From Wikipedia, the free encyclopedia

The Year's Best Fantasy Stories: 4
Cover art from the first edition
AuthorLin Carter (editor)
Cover artistEsteban Maroto
CountryUnited States
LanguageEnglish
SeriesThe Year's Best Fantasy Stories
GenreFantasy
PublisherDAW Books
Publication date
1978
Media typePrint (paperback)
Pages208 pp
ISBN0-87997-425-7
Preceded byThe Year's Best Fantasy Stories: 3 
Followed byThe Year's Best Fantasy Stories: 5 

The Year's Best Fantasy Stories: 4 is an anthology of fantasy stories, edited by American writer Lin Carter. It was first published in paperback by DAW Books in 1978.[1]

Summary

The book collects eleven novelettes and short stories by various fantasy authors, originally published in the years 1977 and 1978 that were deemed by the editor the best from the period represented, together with an introductory survey of the year in fantasy, an essay on the year's best fantasy books, and introductory notes to the individual stories by the editor. The pieces include a pseudonymous work (the story by "Grail Undwin", actually by Carter) and "posthumous collaborations" (the story by Howard and Offutt and the story by Smith, which was completed by Carter).

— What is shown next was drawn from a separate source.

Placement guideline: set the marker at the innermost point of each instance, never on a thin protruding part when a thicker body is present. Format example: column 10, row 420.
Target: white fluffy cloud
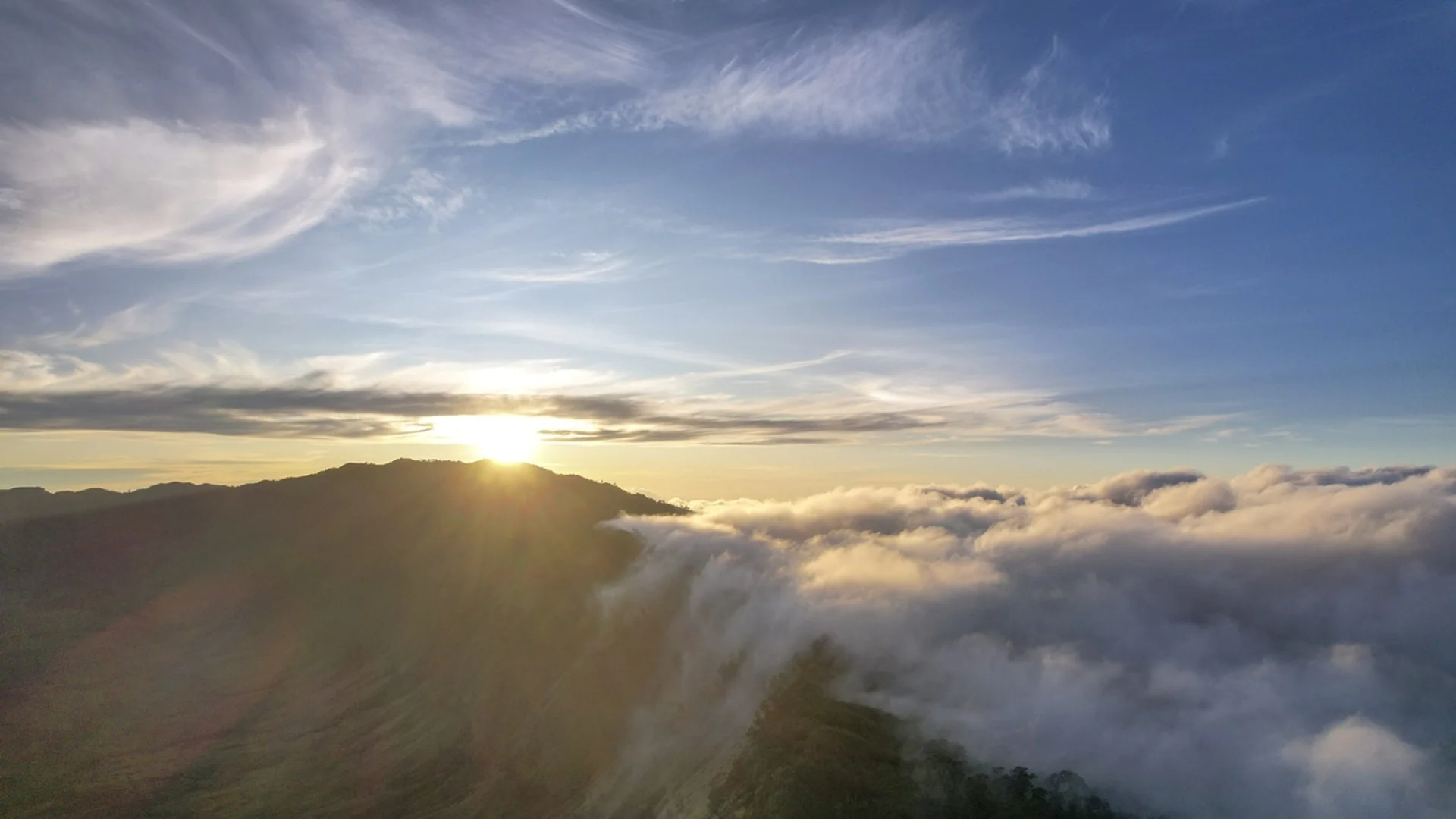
column 1276, row 645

Carter's survey of the year is notable for a blistering review of Terry Brooks's The Sword of Shannara, described as "the single most cold-blooded, complete rip-off of another book that I have ever read," the other book in question being J. R. R. Tolkien's The Lord of the Rings. Per Carter, "Brooks wasn't trying to imitate Tolkien's prose, just steal his story line and complete cast of characters, and did it with such clumsiness and so heavy-handedly, that he virtually rubbed your nose in it."

Contents

Reception

Don D'Ammassa, writing in Critical Mass #3, dismisses the Undwin, Smith/Carter and Carter stories as "very forgettable," rating the Anderson and Campbell stories as the "two best pieces," and those by Lee, Eisenstein, and Howard/Offutt "[l]ess outstanding but still worthwhile." He finds Coakley and McIntosh's contributions as "pleasant surprise[s]," and Davidson's as "an amusing anecdote."[2]

The anthology was also reviewed by David A. Truesdale in Science Fiction Review, August 1979, and John Weeks in Science Fiction & Fantasy Book Review, October 1979.[1]

References

  1. ^ a b The Year's Best Fantasy Stories: 4 title listing at the Internet Speculative Fiction Database
  2. ^ D'Ammassa, Don. Review in Critical Mass #3, Jan. 1979.